Olivia walked toward him, eyes dark and huge in her pale face. Maggie raised her camera, ready for a shot of the big reunion hug. But instead of flinging herself at him, Olivia reached out and slapped him.
D. J. reeled and took a step back to keep from falling over. The sound echoed through the canyon. “Don't you ever scare me that way again!” Olivia shouted.
She stalked back down the road, toward Maggie's Jeep. D. J. stared after her, one hand to his cheek, which bore the clear imprint of her hand. Then he grinned, a goofy, half-out-of-it smile.
“What are you grinning about?” Maggie asked.
“Don't you see?” he said. “It means there's hope. She still cares.”
D. J.'s reaction to Olivia's slap stayed with Maggie in the days following the accident. The ways couples chose to reveal their emotions would probably make a fascinating study for a psychology class, but with Christmas only a couple of weeks away, she was more focused on finding the right gift to show her feelings for Jameso.
Though she'd turned down his marriage proposal, she wanted him to know that she did love him—and she was glad he was the father of her baby. So she wanted to give him a gift that was special and would have meaning for him. That ruled out typical guy gifts like shirts or fishing lures or ski equipment.
She debated on books or music, but nothing seemed right. Barb was no help. “I'm giving Jimmy a contraption that monograms golf balls and a gift certificate for a massage,” she said when Maggie telephoned and asked for suggestions. “Last year I gave him a round of golf at a course in Scotland—that was probably the best gift I ever gave him, but I don't want him expecting something that good every year.”

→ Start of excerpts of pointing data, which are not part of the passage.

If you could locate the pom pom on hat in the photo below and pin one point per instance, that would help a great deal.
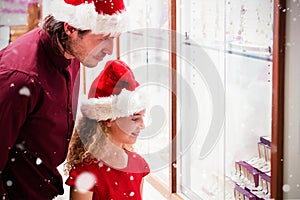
(114, 94)
(100, 16)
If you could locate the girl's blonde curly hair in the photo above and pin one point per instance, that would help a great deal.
(88, 139)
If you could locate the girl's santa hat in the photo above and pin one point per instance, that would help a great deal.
(114, 93)
(100, 16)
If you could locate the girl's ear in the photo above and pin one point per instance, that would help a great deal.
(69, 29)
(108, 123)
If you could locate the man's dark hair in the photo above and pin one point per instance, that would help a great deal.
(55, 29)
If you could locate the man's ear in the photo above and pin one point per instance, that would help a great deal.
(69, 29)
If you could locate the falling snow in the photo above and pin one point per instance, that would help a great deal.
(131, 194)
(9, 183)
(24, 91)
(286, 188)
(100, 164)
(38, 161)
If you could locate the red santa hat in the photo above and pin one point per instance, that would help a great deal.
(114, 93)
(100, 16)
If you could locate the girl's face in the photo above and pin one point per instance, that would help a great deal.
(125, 130)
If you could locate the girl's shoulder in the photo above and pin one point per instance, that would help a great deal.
(136, 163)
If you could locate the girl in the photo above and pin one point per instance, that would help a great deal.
(100, 162)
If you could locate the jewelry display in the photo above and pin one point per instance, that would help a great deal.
(252, 177)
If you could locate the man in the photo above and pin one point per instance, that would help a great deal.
(39, 92)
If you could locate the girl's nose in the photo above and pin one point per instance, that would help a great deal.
(141, 124)
(109, 46)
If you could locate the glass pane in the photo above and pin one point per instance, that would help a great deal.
(234, 38)
(146, 50)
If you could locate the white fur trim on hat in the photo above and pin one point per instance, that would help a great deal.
(85, 17)
(125, 104)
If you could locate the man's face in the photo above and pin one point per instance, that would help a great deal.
(90, 48)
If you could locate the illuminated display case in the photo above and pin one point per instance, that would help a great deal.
(224, 75)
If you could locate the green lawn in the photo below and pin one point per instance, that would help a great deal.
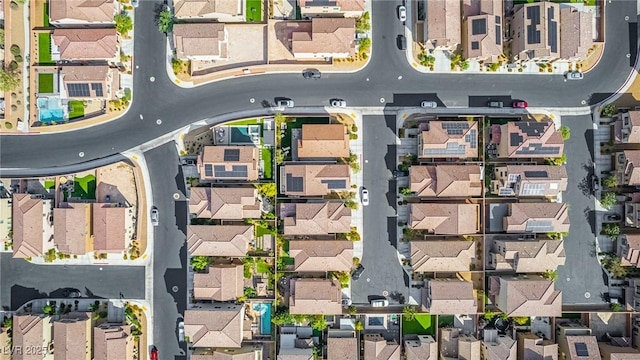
(45, 83)
(85, 187)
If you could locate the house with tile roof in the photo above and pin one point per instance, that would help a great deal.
(442, 256)
(543, 181)
(228, 163)
(446, 180)
(314, 179)
(321, 255)
(315, 296)
(225, 203)
(315, 218)
(449, 296)
(219, 326)
(538, 217)
(219, 283)
(448, 139)
(525, 296)
(323, 142)
(219, 240)
(445, 219)
(328, 38)
(526, 256)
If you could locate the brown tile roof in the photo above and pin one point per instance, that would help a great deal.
(315, 296)
(538, 217)
(213, 156)
(437, 139)
(214, 328)
(86, 44)
(445, 219)
(321, 255)
(224, 203)
(446, 180)
(323, 141)
(109, 223)
(72, 228)
(220, 283)
(315, 179)
(315, 218)
(27, 222)
(221, 240)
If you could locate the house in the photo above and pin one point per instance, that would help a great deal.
(113, 342)
(529, 180)
(420, 347)
(229, 203)
(219, 163)
(72, 228)
(219, 240)
(526, 256)
(449, 296)
(321, 255)
(218, 10)
(315, 297)
(527, 139)
(445, 219)
(323, 141)
(376, 347)
(520, 296)
(200, 41)
(449, 139)
(482, 30)
(64, 13)
(446, 180)
(332, 38)
(314, 180)
(538, 217)
(442, 256)
(315, 218)
(215, 326)
(89, 82)
(85, 44)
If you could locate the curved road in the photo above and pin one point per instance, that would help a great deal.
(177, 107)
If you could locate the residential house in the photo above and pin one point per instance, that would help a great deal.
(321, 255)
(442, 256)
(420, 347)
(315, 218)
(229, 203)
(519, 296)
(220, 326)
(445, 219)
(219, 283)
(219, 163)
(219, 240)
(376, 347)
(449, 296)
(218, 10)
(527, 139)
(329, 38)
(482, 30)
(200, 41)
(529, 180)
(526, 256)
(72, 228)
(446, 180)
(315, 296)
(85, 44)
(63, 13)
(113, 342)
(323, 141)
(449, 139)
(314, 180)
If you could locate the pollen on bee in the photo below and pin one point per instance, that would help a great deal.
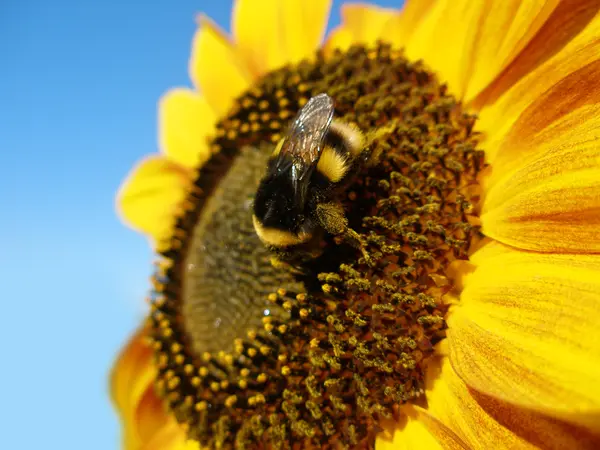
(332, 165)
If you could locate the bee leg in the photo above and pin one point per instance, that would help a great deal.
(332, 218)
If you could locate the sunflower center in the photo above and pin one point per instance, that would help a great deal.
(253, 355)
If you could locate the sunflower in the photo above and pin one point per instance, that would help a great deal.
(475, 325)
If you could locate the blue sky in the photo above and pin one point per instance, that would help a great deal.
(78, 91)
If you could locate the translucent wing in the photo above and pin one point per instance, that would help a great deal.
(304, 140)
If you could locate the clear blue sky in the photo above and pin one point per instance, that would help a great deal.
(78, 89)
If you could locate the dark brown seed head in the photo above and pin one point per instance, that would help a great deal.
(254, 356)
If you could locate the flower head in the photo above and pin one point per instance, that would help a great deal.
(470, 317)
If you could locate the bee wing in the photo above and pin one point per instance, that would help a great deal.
(305, 137)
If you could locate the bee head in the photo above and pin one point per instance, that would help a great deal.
(280, 210)
(278, 204)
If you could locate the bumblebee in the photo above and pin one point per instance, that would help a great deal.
(297, 200)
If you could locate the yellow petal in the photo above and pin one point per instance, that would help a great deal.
(401, 27)
(483, 422)
(340, 38)
(149, 197)
(185, 123)
(150, 416)
(544, 191)
(445, 39)
(504, 31)
(549, 58)
(216, 68)
(170, 437)
(366, 22)
(526, 332)
(420, 431)
(130, 380)
(271, 33)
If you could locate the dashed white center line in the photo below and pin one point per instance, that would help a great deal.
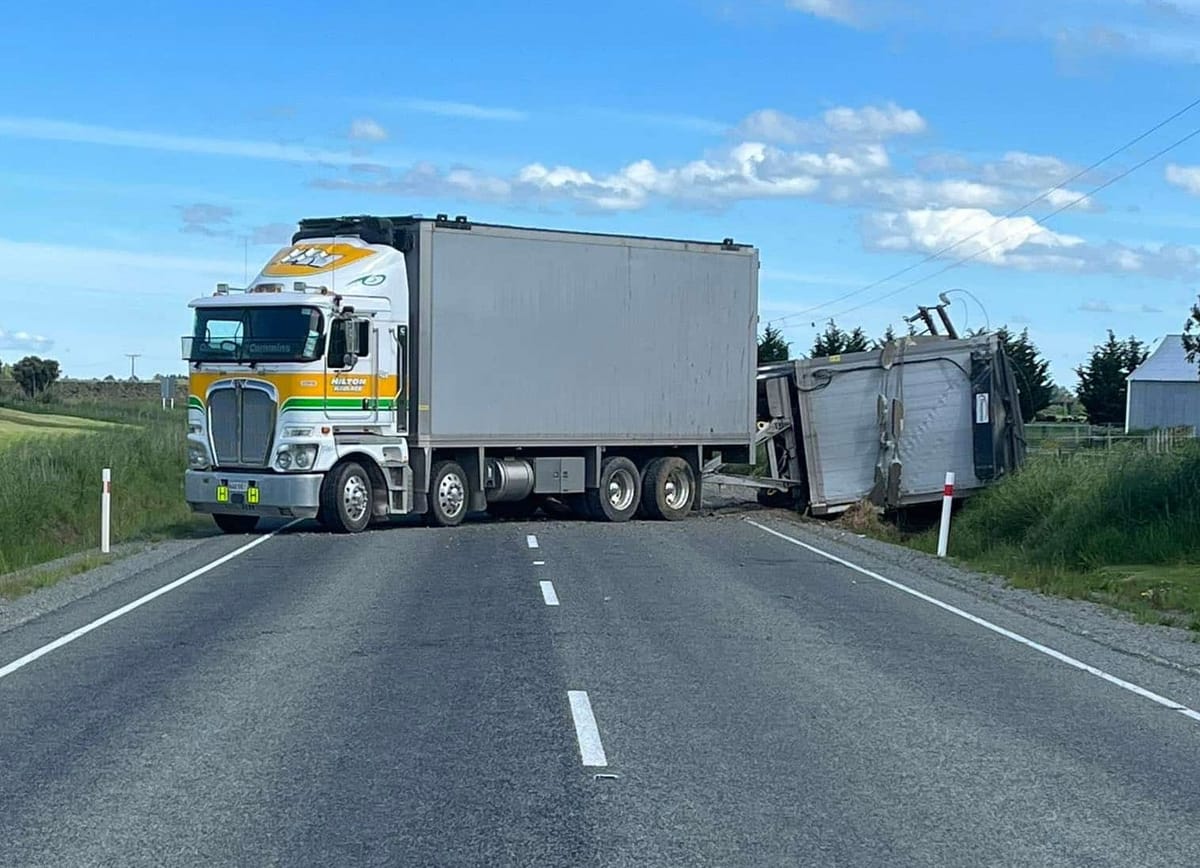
(586, 730)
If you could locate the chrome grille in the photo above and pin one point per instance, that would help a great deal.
(241, 423)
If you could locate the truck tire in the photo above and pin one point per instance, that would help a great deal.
(346, 498)
(669, 489)
(619, 492)
(235, 524)
(449, 495)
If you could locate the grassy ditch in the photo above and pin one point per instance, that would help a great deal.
(1119, 526)
(49, 480)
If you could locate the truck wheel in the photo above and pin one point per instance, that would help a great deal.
(449, 495)
(346, 498)
(235, 524)
(669, 489)
(619, 492)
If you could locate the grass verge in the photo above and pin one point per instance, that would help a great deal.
(49, 485)
(1119, 527)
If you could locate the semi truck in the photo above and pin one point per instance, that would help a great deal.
(436, 366)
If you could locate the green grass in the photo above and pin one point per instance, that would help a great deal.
(1120, 527)
(17, 424)
(49, 480)
(18, 584)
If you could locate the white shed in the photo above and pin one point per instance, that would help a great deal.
(1164, 390)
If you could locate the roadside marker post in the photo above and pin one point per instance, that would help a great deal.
(106, 510)
(943, 532)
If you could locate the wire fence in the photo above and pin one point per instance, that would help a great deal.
(1066, 438)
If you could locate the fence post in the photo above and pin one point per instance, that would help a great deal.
(106, 510)
(943, 532)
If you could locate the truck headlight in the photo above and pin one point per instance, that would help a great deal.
(299, 455)
(197, 456)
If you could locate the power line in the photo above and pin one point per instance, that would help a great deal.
(997, 221)
(1041, 221)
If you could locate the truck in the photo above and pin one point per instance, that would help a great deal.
(435, 366)
(885, 426)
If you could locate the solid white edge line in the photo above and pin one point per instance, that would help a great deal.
(139, 602)
(995, 628)
(586, 730)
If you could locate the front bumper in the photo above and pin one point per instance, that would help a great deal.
(286, 495)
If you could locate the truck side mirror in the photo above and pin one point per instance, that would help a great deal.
(352, 337)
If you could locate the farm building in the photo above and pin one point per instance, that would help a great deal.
(1164, 390)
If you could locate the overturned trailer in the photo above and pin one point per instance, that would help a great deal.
(886, 425)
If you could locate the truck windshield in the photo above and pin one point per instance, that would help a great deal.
(257, 334)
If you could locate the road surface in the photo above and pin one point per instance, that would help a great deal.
(702, 693)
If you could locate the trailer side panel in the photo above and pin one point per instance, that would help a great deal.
(553, 337)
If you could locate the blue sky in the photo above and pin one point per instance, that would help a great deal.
(144, 154)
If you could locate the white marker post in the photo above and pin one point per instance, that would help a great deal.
(943, 532)
(106, 510)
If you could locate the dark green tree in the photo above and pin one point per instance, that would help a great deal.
(1102, 381)
(889, 335)
(835, 341)
(1032, 371)
(1191, 336)
(35, 375)
(772, 346)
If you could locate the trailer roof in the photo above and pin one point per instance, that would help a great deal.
(381, 229)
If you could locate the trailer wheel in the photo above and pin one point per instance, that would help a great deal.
(346, 498)
(235, 524)
(619, 492)
(669, 489)
(449, 495)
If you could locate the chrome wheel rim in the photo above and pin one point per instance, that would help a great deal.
(677, 490)
(451, 495)
(622, 489)
(355, 498)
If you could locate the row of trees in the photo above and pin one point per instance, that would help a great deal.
(34, 375)
(1102, 378)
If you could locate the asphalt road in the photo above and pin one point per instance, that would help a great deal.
(402, 698)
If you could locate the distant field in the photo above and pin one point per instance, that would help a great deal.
(16, 424)
(51, 466)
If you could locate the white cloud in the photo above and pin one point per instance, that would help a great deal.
(1186, 177)
(873, 123)
(975, 231)
(24, 341)
(469, 111)
(273, 233)
(203, 219)
(1020, 243)
(840, 11)
(43, 130)
(367, 130)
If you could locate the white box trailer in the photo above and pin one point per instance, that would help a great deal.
(407, 365)
(886, 425)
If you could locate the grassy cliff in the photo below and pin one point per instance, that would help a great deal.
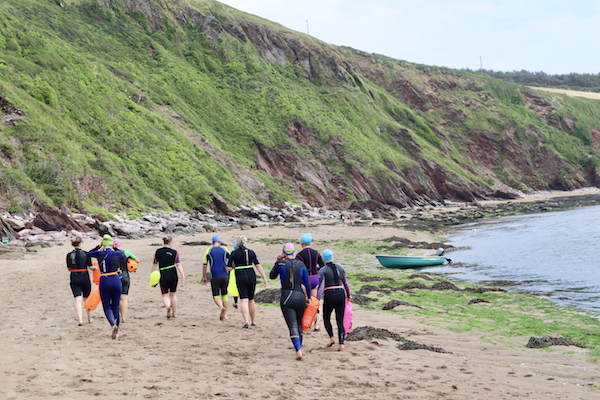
(137, 104)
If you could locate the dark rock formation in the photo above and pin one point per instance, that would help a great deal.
(52, 219)
(547, 341)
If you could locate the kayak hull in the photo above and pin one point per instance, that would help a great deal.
(403, 262)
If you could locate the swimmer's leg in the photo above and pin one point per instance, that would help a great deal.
(339, 317)
(313, 292)
(245, 309)
(252, 310)
(123, 305)
(173, 304)
(167, 303)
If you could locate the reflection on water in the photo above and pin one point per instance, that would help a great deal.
(551, 253)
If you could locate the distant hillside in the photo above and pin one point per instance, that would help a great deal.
(573, 81)
(128, 105)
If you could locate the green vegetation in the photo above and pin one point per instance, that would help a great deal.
(148, 110)
(509, 318)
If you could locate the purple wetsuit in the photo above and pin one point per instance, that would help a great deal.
(332, 282)
(313, 261)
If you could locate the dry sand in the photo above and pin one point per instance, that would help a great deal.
(45, 354)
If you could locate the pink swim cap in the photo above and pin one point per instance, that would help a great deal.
(288, 249)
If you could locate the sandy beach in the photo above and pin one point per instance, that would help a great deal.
(45, 354)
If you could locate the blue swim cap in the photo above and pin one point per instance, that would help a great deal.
(306, 238)
(288, 249)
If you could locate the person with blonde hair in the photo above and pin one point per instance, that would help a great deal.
(166, 259)
(243, 260)
(78, 263)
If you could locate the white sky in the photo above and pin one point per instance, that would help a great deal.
(554, 36)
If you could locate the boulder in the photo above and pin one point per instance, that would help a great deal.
(16, 224)
(52, 219)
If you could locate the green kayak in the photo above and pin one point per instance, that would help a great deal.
(403, 262)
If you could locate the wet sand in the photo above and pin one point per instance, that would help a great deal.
(196, 356)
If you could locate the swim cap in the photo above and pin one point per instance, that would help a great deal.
(107, 240)
(306, 238)
(288, 249)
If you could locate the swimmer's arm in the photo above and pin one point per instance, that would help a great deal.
(262, 273)
(129, 254)
(305, 280)
(321, 283)
(274, 271)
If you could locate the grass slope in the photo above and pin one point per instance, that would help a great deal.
(125, 114)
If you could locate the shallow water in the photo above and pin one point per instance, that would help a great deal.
(550, 253)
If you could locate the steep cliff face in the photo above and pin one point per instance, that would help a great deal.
(222, 106)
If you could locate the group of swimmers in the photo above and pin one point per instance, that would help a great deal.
(305, 275)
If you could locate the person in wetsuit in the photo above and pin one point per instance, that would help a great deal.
(166, 259)
(313, 262)
(294, 299)
(242, 261)
(110, 285)
(78, 263)
(217, 257)
(332, 282)
(125, 280)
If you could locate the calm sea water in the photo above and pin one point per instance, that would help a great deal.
(551, 253)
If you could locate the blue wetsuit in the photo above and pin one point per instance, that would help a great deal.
(110, 285)
(293, 300)
(217, 257)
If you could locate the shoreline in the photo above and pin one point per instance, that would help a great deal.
(197, 356)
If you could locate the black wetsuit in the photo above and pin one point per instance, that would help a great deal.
(78, 262)
(243, 260)
(332, 282)
(166, 258)
(293, 300)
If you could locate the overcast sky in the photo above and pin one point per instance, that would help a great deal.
(554, 36)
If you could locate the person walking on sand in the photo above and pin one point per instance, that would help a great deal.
(78, 263)
(217, 257)
(125, 280)
(242, 261)
(332, 282)
(166, 259)
(294, 288)
(313, 262)
(110, 286)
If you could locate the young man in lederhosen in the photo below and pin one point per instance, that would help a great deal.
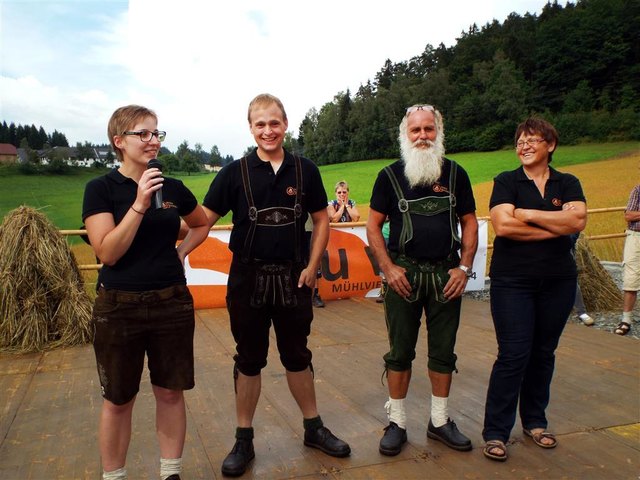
(270, 193)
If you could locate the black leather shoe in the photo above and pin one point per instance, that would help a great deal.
(449, 435)
(317, 301)
(322, 439)
(392, 440)
(238, 459)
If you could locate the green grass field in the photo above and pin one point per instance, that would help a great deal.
(60, 197)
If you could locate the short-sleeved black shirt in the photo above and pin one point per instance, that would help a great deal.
(544, 258)
(431, 234)
(151, 262)
(269, 189)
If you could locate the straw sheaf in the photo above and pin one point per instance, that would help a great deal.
(600, 292)
(43, 303)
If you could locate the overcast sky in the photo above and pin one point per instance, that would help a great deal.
(67, 65)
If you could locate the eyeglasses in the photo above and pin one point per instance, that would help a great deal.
(415, 108)
(532, 142)
(146, 135)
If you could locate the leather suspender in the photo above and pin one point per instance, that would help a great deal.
(404, 205)
(272, 216)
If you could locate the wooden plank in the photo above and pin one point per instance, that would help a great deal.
(50, 407)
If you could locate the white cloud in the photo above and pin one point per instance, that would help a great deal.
(198, 64)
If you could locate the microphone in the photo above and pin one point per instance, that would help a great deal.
(157, 195)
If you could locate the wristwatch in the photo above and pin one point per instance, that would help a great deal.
(467, 270)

“Jameso works at a bar. He has access to all the liquor he wants. And he has every piece of ski equipment known to man.”
“Jimmy has tons of golf stuff, but he still likes it when I buy him something new. Just look at it like buying a gift for a bigger kid. Give him something he'd like to play with. You, for instance. All wrapped up in a red satin bow and nothing else.”
“Yeah, I don't think so. When are you going to be here? Maybe you can help me shop.”
“We're leaving the day after the party.” The annual Stanowski Christmas bash was one of the benchmarks of the Houston holiday season, at least in the rarified circles in which Barb traveled.
“And Jimmy is okay with this? I thought he hated snow.”
“He thinks he hates snow. He's never been around enough to know. Besides, I promised him we'd soak nude in the hot springs with the snow falling gently around us. He'd never pass up an opportunity like that. You do have snow, don't you?”
“Plenty. People tell me it's shaping up to be a record year.” Even now, when Maggie looked out the front window of the
Miner
's offices, she could see a drift of white settling onto the already snow-covered streets and cars and buildings. “Jameso's thrilled at the skiing, and I'm just glad I don't have to drive far in the stuff.”
“And you're not going near a snow shovel, I hope.” Barb spoke sternly. Not for the first time, Maggie thought her friend would have made a great sixth-grade teacher.
“No, Jameso is taking care of all that.” In fact, for a man who up until now had shown no hint of ever wanting to settle down and be responsible, he was amazingly attentive. He accompanied her to doctor's appointments and had let Barb bully him into creating her idea of the perfect nursery. “He seems happy about the baby,” she added.
“So, are you going to marry him?”
Maggie squirmed in her chair. “He hasn't asked again.” Marriage was a topic they were both clearly avoiding.